Перед нами, почти у наших ног, как бы в одно и то же время открывались сцены самых больших европейских театров с их «Африканками», «Аидами», «Королями Лахора» и tutti quanti разнообразных балетов с сюжетами из восточной жизни. Перед нами красовались самые великолепные декорации когда-либо виденные европейцами в природе. Прелестнейший храм среди озера, красота которого привлекает даже днем, вызывая восторженные отзывы туристов, а теперь являющийся в десять раз опоэтизированнее. С высокой же крыши нашего дворца все это вместе являлось просто каким-то фантастическим сновидением, в котором трудно было себе дать отчет, но которое охватывало вас чем-то непривычным, жгучим. С этой высоты перед нами являлись не только иллюминированные здания, будто из «Тысячи и одной ночи», и дворцы, но и загородные холмы и поляны. Словно выплывая из окружающей огненный центр сквера темноты, далеко расстилалась перед нами безбрежная панорама, убегая через крыши обрамляющих озеро дворцов куда-то далеко, за небосклон, по волнистому морю лесистых холмов и полян, где, наконец, перейдя постепенно всю коларатуру горячих тонов, от оранжево-бирюзовых, золотистых отливов и до бледно-розового тумана, она вдруг исчезала в дымчатой синеве пространства.

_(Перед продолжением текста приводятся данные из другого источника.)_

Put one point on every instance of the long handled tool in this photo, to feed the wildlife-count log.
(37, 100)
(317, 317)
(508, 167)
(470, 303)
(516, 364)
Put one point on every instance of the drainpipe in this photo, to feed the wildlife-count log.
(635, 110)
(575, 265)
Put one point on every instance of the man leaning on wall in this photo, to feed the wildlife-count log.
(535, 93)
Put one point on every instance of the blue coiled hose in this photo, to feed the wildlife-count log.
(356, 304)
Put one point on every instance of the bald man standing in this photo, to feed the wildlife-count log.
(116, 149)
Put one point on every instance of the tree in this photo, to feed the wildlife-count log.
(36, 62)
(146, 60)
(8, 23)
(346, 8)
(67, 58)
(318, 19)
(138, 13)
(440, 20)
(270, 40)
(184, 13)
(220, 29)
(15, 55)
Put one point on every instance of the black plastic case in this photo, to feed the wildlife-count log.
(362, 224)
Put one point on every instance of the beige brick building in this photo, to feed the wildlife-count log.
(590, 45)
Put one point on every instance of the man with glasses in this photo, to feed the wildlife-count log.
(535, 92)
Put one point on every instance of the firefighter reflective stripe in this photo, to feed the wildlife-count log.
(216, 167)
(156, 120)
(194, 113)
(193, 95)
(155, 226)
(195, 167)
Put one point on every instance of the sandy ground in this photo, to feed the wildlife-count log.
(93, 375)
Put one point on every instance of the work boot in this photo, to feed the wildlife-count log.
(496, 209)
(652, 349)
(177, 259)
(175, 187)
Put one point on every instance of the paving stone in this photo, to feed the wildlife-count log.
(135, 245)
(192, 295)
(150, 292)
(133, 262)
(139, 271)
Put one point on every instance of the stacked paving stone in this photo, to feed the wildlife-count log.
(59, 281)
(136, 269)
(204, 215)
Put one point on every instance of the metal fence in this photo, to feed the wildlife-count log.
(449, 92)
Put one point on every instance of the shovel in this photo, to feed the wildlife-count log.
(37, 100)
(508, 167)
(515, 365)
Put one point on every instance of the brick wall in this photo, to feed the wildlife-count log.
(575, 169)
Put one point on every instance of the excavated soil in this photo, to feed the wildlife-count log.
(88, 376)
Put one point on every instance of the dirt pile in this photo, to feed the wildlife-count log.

А прямо перед нами горел жар-птицей храм на озере, черное зеркало которого рисовало в себе, умножая их до бесконечности, непрерывные огненные нити, раболепно очерчивающие узоры его, и барельефов, надписей, арабеск, как и сквозную замысловатую резьбу перил мраморного моста. Цветы, драконы, птицы, малейшее украшение в резьбе или живописи, отделявшееся пылающим контуром на темном грунте зданий, повторялись до самой глубины незнакомого с зыбью озера. Тысячи людей над водой, тысячи, опрокинутые под ее поверхностью. Они толпились на берегах озера, раскинувшись богатым пестрым ковром до последнего предела прибрежных ступеней, некоторые до половины в воде, все молчаливые и неподвижные. Тихо и безмолвно они только простирали смуглые руки к своему «Золотому Храму», и, погружая их одновременно в прозрачные струи озера, набожно окропляли себя священною водой, сулящею каждому из них вечную жизнь в Мокше.